In QED, the Lagrangian with gauge-fixing terms is $$\tag{7.2}L=-\frac{1}{4}F_{\mu\nu}F^{\mu\nu}-\frac{1}{2}\xi(\partial^\sigma A_\sigma)^2 $$ (See Greiner field quantization), from which we can obtain the propagator to be (in momentum space)
$$\tag{3}D_F^{\mu\nu}(k)=\frac{-g^{\mu\nu}}{k^2+i\epsilon}+\frac{\xi-1}{\xi}\frac{k^\mu k^\nu}{(k^2+i\epsilon)^2}$$ (see Greiner field quantization page 190).
I understand that $\xi$ drops out at the end of the calculation of any QED scattering cross sections. My question is: how to see it explicitly and directly at the level of perturbation theory, using Feynman diagrams? (No path integrals.)

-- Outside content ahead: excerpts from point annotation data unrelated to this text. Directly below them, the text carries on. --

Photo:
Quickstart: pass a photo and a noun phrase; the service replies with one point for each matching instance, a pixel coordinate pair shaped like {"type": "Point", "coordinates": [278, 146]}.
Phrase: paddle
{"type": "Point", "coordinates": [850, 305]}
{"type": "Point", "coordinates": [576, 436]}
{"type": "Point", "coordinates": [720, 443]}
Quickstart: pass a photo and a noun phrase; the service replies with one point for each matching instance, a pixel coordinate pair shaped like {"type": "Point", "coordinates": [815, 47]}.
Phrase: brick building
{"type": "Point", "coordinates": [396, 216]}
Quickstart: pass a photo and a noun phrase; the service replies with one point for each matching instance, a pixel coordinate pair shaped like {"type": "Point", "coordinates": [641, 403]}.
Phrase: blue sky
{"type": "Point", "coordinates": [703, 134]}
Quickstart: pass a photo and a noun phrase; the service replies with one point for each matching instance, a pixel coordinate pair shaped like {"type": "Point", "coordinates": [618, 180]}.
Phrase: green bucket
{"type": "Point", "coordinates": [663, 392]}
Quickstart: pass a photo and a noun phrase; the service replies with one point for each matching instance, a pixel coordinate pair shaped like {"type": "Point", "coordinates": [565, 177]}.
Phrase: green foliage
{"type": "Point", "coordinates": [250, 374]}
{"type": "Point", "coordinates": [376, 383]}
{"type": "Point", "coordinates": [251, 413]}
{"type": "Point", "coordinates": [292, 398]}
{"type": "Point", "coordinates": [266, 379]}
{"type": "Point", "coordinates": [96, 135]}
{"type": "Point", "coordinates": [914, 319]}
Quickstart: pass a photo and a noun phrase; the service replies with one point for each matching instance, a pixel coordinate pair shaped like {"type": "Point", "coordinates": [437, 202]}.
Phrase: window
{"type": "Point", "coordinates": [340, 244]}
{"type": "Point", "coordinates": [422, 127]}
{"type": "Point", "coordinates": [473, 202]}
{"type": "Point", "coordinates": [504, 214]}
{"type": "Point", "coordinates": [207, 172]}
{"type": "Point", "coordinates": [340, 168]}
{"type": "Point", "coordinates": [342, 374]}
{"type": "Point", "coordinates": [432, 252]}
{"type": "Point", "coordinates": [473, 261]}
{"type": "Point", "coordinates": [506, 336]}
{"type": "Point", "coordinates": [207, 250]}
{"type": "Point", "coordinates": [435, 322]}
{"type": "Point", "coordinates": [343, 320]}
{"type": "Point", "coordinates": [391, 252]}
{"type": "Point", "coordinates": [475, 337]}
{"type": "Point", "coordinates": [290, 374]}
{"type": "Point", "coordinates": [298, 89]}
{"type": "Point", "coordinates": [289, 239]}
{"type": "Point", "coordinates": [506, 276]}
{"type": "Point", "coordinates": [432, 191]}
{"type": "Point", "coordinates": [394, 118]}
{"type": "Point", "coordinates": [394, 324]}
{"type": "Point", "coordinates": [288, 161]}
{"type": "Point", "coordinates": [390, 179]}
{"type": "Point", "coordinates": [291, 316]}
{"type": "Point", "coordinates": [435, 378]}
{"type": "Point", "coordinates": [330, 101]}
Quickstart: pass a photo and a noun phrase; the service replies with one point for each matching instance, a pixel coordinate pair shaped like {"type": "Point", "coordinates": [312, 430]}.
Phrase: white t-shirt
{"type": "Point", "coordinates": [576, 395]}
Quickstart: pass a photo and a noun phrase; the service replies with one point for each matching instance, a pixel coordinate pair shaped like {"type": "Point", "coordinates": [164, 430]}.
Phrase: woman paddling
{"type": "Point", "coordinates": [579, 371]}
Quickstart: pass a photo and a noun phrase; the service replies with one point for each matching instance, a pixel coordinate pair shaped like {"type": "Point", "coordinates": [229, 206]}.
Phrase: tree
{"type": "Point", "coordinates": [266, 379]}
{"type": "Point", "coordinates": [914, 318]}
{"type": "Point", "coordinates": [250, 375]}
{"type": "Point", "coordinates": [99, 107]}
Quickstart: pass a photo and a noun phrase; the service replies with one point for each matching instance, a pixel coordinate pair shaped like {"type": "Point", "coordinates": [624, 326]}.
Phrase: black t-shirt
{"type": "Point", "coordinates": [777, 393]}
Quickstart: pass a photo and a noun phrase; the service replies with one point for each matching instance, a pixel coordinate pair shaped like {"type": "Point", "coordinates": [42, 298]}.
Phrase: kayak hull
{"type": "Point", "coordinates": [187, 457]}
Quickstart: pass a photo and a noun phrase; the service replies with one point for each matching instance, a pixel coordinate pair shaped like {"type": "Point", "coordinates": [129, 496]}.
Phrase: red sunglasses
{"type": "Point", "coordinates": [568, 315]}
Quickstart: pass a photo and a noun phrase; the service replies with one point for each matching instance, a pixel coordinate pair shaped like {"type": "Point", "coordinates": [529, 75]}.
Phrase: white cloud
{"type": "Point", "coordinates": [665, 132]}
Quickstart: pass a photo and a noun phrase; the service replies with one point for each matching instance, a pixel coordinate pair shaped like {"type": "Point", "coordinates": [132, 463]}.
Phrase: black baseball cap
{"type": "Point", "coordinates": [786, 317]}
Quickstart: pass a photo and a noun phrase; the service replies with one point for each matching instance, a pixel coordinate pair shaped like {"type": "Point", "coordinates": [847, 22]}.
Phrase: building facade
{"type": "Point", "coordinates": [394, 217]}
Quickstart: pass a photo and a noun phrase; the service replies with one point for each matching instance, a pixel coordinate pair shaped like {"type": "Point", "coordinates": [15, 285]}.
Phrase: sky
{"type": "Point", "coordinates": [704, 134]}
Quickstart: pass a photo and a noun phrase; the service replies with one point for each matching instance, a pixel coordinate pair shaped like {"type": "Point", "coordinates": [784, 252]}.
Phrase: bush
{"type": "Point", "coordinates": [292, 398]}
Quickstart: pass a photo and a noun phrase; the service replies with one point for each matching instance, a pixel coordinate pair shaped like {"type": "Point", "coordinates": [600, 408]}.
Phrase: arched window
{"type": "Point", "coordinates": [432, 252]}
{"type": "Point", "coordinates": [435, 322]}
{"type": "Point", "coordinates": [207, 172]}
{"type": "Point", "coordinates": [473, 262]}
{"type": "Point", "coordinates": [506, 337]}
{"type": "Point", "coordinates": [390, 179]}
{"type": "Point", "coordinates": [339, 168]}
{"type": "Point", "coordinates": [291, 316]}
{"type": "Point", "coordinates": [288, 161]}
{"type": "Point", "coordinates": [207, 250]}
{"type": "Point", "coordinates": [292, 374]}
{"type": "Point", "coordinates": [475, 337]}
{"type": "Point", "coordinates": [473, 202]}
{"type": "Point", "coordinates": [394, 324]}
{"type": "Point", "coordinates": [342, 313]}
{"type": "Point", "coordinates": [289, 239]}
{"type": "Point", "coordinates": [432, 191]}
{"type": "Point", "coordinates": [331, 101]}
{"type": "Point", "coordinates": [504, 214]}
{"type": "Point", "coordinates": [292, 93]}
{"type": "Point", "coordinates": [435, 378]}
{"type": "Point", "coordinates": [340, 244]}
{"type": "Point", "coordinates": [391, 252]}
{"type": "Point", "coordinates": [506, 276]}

Greiner did such an explicit example in chapter 8 on top of page 247 for the simplest case of electron electron scattering up to 2nd order perturbation. In general I don't immediately see how to do it because for individual Feynman diagrams $\xi$ actually gives different values, it is only when we sum over different Feynman diagrams does the contribution of $\xi$ drop out.
$\textbf{EDIT}:$ I now realized this is more or less the Ward identity. Similar to how Peskin and Schroeder argues that for the purposes of computing S matrix elements we can make the abbreviation (7.75) on page 246. The proof of the Ward identity is diagrammatic.